I think the complement sandwich can be useful as a stepping stone to good communication. That said, I think of it as a narrow formulation of a more general (and less precisely defined) approach to conversation that I might point to with phrases like “work with people where they are at” and “be aware of the emotions that your words induce in other people”. There was an article on LessWrong that I can’t find, arguing that clear communication is worded to pre-emptively avoid likely misunderstandings and misconceptions. The idea I’m pointing to is like that, but concerning the emotional interpretation of your words rather than the literal meaning.
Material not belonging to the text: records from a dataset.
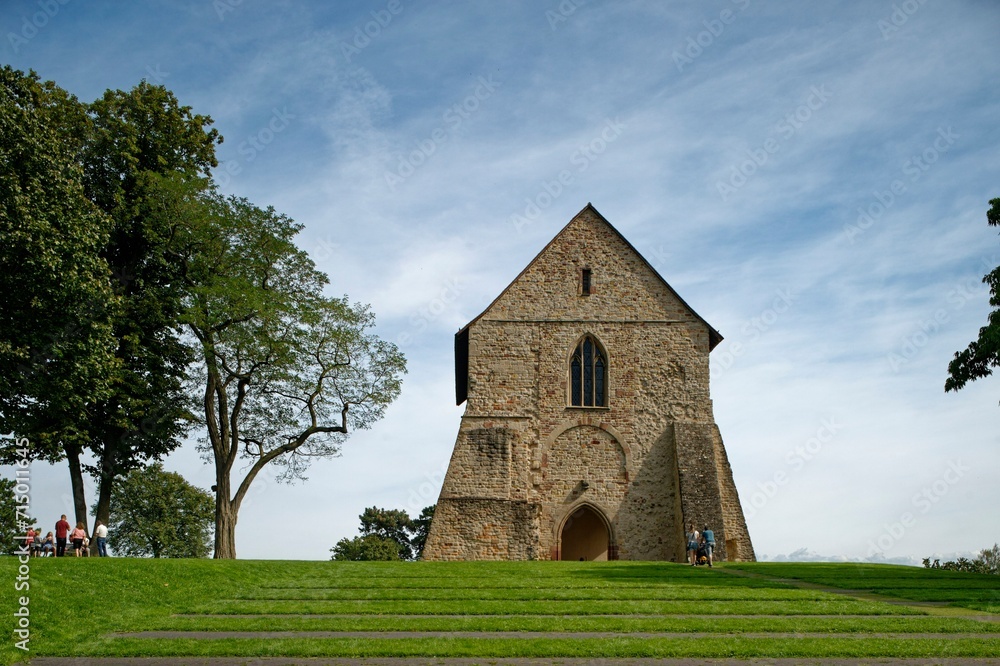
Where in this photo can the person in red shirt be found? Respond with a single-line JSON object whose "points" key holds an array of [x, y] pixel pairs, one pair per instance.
{"points": [[78, 536], [62, 531]]}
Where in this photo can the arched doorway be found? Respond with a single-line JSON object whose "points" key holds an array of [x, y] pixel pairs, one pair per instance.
{"points": [[585, 536]]}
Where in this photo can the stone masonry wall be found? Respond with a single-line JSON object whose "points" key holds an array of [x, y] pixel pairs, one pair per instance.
{"points": [[524, 460]]}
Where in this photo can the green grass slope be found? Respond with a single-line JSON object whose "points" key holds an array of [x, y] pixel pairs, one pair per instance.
{"points": [[107, 607]]}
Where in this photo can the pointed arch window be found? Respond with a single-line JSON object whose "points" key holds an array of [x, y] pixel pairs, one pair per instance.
{"points": [[588, 375]]}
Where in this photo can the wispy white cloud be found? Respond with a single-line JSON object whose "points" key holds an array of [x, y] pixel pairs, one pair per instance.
{"points": [[839, 108]]}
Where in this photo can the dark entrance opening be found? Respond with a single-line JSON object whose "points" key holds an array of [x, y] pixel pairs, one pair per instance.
{"points": [[585, 537]]}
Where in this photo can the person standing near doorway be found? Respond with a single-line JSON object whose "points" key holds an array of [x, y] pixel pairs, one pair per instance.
{"points": [[62, 531]]}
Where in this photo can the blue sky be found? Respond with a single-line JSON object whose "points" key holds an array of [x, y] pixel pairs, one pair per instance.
{"points": [[812, 178]]}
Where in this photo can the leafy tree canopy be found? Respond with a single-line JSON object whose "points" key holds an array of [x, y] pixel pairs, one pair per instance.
{"points": [[982, 354], [56, 340], [366, 548], [385, 532], [155, 513]]}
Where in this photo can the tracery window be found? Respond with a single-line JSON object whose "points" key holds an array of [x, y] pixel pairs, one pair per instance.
{"points": [[588, 375]]}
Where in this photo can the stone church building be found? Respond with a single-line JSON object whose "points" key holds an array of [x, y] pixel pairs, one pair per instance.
{"points": [[588, 431]]}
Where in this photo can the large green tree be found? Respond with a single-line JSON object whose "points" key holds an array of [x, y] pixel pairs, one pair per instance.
{"points": [[155, 513], [133, 140], [286, 373], [91, 348], [366, 548], [386, 534], [57, 349], [983, 353]]}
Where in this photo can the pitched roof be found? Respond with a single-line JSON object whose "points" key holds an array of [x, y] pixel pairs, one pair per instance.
{"points": [[462, 336]]}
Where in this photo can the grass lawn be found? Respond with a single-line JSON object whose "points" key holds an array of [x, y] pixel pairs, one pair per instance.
{"points": [[99, 607]]}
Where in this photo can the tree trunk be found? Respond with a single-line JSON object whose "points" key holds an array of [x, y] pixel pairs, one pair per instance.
{"points": [[76, 481], [225, 519]]}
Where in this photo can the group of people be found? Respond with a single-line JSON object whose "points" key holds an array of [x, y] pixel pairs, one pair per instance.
{"points": [[703, 541], [54, 543]]}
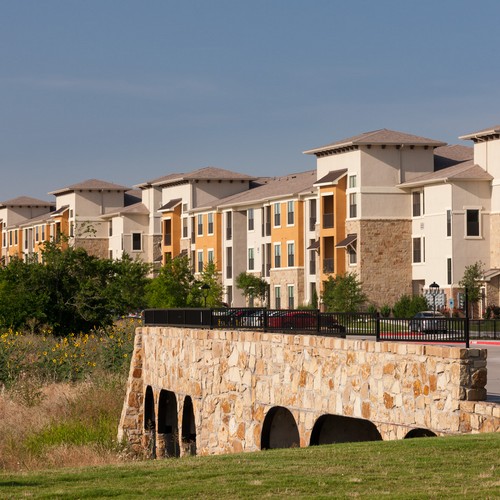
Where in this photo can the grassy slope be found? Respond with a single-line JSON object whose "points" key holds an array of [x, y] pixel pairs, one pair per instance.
{"points": [[464, 466]]}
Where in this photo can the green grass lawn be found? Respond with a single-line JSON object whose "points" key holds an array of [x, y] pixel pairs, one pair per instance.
{"points": [[463, 466]]}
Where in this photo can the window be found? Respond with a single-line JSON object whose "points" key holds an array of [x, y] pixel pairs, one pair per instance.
{"points": [[200, 261], [352, 254], [251, 262], [229, 225], [136, 242], [290, 297], [291, 254], [353, 208], [277, 215], [290, 215], [250, 219], [472, 221], [312, 215], [200, 225], [328, 211], [277, 255], [417, 250], [417, 209], [210, 223], [277, 297]]}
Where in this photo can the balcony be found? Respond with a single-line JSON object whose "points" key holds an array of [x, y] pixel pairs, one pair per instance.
{"points": [[312, 266], [328, 220], [328, 266]]}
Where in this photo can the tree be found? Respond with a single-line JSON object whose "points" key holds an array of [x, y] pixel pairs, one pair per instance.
{"points": [[174, 286], [343, 293], [471, 282], [69, 291], [210, 279], [252, 286]]}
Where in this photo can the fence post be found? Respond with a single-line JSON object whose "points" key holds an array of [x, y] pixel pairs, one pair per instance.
{"points": [[467, 324]]}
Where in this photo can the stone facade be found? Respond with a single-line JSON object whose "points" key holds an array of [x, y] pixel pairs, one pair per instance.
{"points": [[235, 378]]}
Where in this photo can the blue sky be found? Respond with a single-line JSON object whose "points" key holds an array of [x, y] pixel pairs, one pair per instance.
{"points": [[129, 90]]}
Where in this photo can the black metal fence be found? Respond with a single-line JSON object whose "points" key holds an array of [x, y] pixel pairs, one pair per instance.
{"points": [[336, 324]]}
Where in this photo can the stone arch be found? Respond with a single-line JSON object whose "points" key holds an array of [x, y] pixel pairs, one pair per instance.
{"points": [[330, 429], [188, 427], [168, 427], [420, 433], [150, 422], [279, 429]]}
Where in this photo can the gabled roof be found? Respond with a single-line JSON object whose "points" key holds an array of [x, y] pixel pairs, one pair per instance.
{"points": [[170, 205], [135, 209], [60, 210], [447, 156], [205, 173], [91, 185], [331, 177], [25, 201], [378, 137], [466, 171], [175, 177], [483, 134], [34, 220], [278, 187]]}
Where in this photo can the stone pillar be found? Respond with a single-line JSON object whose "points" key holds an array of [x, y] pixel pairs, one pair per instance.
{"points": [[132, 417]]}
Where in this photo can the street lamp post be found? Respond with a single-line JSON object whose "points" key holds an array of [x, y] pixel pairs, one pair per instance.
{"points": [[434, 289]]}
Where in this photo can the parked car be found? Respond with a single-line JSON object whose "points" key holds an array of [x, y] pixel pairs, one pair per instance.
{"points": [[428, 322]]}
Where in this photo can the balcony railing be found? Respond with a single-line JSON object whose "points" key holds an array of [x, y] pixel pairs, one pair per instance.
{"points": [[328, 266], [327, 220], [312, 266]]}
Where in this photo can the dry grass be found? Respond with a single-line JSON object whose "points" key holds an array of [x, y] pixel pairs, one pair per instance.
{"points": [[33, 413]]}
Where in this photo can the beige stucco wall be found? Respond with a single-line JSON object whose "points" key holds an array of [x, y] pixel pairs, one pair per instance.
{"points": [[235, 377]]}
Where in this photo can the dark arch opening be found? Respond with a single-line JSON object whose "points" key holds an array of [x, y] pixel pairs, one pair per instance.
{"points": [[167, 423], [420, 433], [330, 429], [279, 430], [188, 427], [149, 422]]}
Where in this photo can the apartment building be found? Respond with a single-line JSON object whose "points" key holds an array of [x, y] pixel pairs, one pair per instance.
{"points": [[18, 237], [400, 210]]}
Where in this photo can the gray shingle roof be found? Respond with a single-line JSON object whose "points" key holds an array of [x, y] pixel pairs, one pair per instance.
{"points": [[25, 201], [91, 185], [467, 170], [481, 133], [379, 137], [278, 187], [447, 156], [332, 176]]}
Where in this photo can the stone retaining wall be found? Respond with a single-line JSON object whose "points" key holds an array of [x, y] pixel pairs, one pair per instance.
{"points": [[235, 377]]}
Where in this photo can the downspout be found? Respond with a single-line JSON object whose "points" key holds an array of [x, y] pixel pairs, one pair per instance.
{"points": [[401, 172]]}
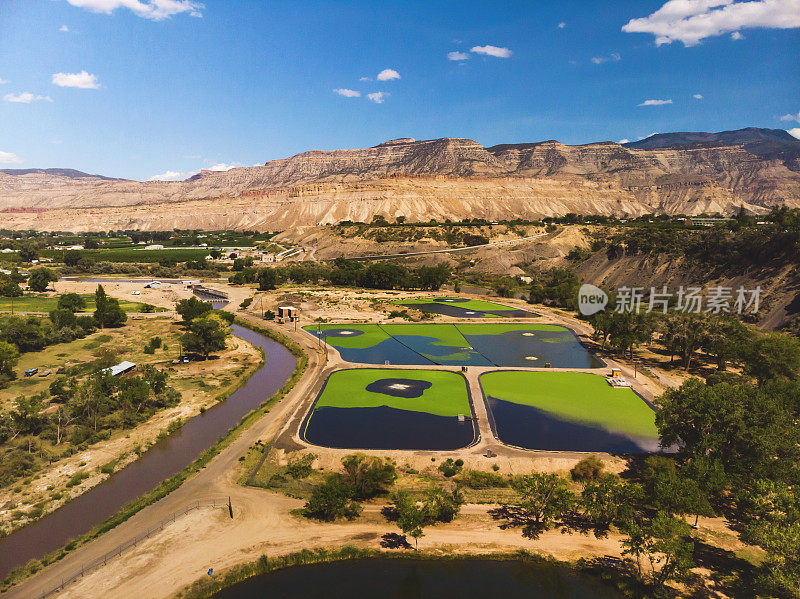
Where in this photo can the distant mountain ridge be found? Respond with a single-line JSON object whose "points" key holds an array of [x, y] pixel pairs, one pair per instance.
{"points": [[447, 178], [765, 143], [69, 173]]}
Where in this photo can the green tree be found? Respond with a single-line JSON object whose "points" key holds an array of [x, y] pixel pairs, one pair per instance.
{"points": [[267, 279], [663, 544], [29, 251], [607, 500], [40, 278], [410, 516], [205, 336], [62, 318], [774, 356], [108, 312], [9, 357], [367, 476], [332, 500], [544, 498], [192, 308]]}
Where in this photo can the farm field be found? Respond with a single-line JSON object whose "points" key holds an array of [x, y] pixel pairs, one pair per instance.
{"points": [[39, 302]]}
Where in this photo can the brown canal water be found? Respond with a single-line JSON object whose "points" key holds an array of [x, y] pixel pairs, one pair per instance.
{"points": [[165, 459]]}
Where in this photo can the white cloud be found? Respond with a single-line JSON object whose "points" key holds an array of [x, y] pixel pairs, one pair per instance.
{"points": [[9, 158], [457, 56], [347, 93], [182, 175], [156, 10], [388, 75], [655, 102], [492, 51], [613, 57], [691, 21], [26, 98], [172, 176], [82, 80]]}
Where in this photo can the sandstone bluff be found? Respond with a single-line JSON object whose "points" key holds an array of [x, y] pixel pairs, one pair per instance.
{"points": [[441, 178]]}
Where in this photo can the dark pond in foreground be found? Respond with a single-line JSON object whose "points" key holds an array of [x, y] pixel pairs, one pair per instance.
{"points": [[422, 579]]}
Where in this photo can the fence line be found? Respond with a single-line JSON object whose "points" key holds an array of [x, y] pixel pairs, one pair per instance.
{"points": [[117, 551]]}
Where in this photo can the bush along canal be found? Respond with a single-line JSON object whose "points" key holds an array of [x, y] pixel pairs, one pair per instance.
{"points": [[376, 408], [166, 458], [403, 578], [567, 411], [531, 345]]}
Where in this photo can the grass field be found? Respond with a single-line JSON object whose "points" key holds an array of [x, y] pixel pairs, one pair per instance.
{"points": [[446, 397], [575, 397], [134, 254], [34, 302]]}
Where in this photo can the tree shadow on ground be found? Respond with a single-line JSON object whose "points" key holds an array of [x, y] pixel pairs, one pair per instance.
{"points": [[393, 540]]}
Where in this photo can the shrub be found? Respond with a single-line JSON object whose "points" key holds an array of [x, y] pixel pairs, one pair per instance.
{"points": [[450, 467], [588, 469]]}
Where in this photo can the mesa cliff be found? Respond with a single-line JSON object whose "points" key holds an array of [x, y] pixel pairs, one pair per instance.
{"points": [[442, 178]]}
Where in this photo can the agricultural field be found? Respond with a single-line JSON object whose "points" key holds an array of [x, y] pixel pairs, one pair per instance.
{"points": [[377, 408], [568, 411], [41, 302]]}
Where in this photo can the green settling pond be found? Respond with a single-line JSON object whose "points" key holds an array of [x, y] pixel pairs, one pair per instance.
{"points": [[465, 308], [478, 344], [567, 411], [381, 408]]}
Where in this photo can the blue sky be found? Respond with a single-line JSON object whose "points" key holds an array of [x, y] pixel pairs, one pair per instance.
{"points": [[138, 88]]}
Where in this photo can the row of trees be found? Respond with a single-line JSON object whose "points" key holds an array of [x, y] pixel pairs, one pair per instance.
{"points": [[347, 273]]}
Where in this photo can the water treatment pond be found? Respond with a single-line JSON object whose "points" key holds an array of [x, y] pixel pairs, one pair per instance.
{"points": [[567, 411], [458, 344], [378, 408], [397, 578]]}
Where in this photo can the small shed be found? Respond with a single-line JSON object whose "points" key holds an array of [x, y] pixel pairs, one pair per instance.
{"points": [[121, 368]]}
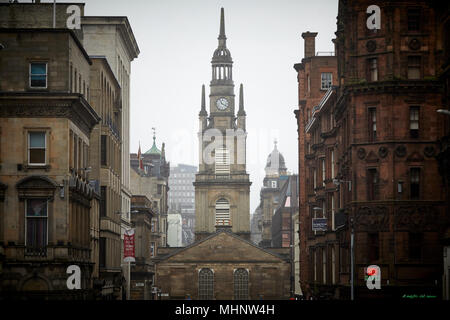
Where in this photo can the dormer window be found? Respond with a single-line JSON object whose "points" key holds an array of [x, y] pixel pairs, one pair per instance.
{"points": [[38, 75]]}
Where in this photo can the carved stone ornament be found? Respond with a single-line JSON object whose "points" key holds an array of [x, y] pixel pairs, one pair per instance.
{"points": [[371, 46], [361, 153], [414, 44], [383, 152], [400, 151], [372, 219], [417, 218], [429, 151]]}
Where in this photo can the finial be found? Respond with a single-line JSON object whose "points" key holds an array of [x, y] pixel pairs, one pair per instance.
{"points": [[222, 24], [203, 109], [241, 111]]}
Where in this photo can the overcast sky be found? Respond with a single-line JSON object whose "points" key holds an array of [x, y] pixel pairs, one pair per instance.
{"points": [[177, 39]]}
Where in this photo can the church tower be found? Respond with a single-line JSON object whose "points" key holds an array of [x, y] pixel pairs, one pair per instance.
{"points": [[222, 185]]}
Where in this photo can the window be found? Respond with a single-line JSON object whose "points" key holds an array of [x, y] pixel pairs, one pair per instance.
{"points": [[372, 68], [414, 19], [36, 148], [372, 184], [36, 226], [38, 75], [414, 122], [372, 118], [315, 265], [222, 162], [223, 212], [103, 201], [241, 284], [152, 249], [333, 224], [103, 151], [374, 247], [415, 183], [414, 63], [323, 172], [332, 164], [415, 245], [333, 266], [206, 284], [326, 80], [308, 83], [102, 252]]}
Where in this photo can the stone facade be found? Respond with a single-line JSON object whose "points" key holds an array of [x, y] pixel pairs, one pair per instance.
{"points": [[113, 38], [143, 270], [268, 274], [182, 198], [222, 184], [105, 162], [377, 131], [45, 140]]}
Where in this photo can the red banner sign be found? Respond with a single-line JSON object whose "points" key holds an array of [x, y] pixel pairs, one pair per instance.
{"points": [[128, 246]]}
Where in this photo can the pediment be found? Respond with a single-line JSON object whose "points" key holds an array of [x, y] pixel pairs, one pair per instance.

I think this can apply just as much to the rationalist community as to any other community (although I haven’t had any conversations with rationalists so I don’t know for sure).
Like literary and conversational techniques in general, if they are followed as a hard rule then they risk coming across as formulaic and hence inauthentic. However I can imagine that it might be useful to adopt the complement sandwich as a rule until you gain a deeper understanding of the underlying mechanics.
Very interesting post. I’ll be interested to see how this fits in with other psychological frameworks that have been posited on this forum, like Chipmonk’s and Steven Byrnes’.
Some of what you’ve said so far resonates with me—I have had the experience of a particular instance of suffering dissolving pretty quickly once I noticed that the thing I was observing and the suffering I felt from it are distinct and can be separated from each other. Some of this seems unlike anything I’ve heard before (like the Attention-Respect-Security model) and I’m curious to see how this works in practice.